Abstract
Where organizations used to rely on employees tenured with their company, the Great Resignation has
presented new problems to organizational structure and fortification. Such a process usually leads to disrupted
employee productivity and most importantly, increased vulnerability to cyber threats. Loyal workers, intentionally or
unintentionally disloyal workers, and employees who leave the organization can compromise organizational
confidential information, such as innovation, customer data, and other data that the organization considers to be highly
valuable. Research has also revealed that workforce transition time is also the highest-risk activity period for insiders,
wherein activities like the unauthorized download of data or accidental data leaks when offboarding an employee are
likely to occur.
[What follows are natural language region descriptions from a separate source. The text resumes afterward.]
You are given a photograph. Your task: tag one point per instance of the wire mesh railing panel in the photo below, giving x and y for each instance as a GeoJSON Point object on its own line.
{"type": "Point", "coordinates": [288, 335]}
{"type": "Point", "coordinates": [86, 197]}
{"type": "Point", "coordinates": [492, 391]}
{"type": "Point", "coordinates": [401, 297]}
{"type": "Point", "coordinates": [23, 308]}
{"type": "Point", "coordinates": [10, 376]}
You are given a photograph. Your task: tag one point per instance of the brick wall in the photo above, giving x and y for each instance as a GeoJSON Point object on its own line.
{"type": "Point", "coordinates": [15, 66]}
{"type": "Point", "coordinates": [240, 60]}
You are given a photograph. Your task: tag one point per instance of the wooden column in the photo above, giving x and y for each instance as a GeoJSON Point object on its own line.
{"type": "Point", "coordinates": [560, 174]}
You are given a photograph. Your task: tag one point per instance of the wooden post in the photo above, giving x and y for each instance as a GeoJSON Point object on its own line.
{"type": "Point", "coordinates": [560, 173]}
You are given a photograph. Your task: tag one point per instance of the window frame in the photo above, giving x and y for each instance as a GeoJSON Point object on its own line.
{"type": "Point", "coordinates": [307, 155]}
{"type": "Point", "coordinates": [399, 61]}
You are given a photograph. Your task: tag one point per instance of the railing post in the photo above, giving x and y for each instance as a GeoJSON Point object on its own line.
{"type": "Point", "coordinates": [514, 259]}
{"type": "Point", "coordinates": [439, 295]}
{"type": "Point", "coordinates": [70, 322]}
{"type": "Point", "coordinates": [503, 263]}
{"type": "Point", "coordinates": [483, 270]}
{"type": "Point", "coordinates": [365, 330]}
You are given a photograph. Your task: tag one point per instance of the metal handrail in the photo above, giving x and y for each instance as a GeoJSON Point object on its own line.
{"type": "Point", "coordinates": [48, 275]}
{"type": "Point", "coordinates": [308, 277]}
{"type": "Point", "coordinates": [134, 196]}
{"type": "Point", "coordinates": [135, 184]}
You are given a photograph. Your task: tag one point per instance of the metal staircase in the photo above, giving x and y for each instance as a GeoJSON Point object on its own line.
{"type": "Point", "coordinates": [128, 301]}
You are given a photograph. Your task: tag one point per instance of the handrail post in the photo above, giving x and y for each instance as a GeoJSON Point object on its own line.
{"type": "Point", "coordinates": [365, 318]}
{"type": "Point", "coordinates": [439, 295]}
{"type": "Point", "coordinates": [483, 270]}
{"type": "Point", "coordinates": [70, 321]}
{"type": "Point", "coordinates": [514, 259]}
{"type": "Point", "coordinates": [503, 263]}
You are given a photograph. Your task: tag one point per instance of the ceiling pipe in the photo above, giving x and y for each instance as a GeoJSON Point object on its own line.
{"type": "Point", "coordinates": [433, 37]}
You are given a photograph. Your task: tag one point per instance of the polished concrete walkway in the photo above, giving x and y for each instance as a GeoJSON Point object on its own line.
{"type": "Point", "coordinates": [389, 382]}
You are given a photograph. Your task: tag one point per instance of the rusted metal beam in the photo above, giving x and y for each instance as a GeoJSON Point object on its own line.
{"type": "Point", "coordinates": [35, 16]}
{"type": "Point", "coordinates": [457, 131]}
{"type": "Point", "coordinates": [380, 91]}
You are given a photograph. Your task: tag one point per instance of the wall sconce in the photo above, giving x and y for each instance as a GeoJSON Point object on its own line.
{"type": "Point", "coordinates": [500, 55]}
Moreover, there are difficulties, particularly for organizations that cannot apply adequate access
controls and monitoring during the notice periods, making them much more sensitive to data leaks. Further, this paper
examines these paramount cybersecurity threats and offers an organized framework for their mitigation. Explores how
the risks can be reduced under this through policies like strong access controls, opaque data monitoring systems, and
comprehensive offboarding. To get practical recommendations for managing the problem with data sharing, the
example of using machine learning to realize the mechanisms for identifying anomalies and graph-theory-based
mathematical models is given. Thus, this research provides a comprehensive set of procedures to address the
consequences of the Great Resignation for organizations and safeguard their assets during worker turnovers.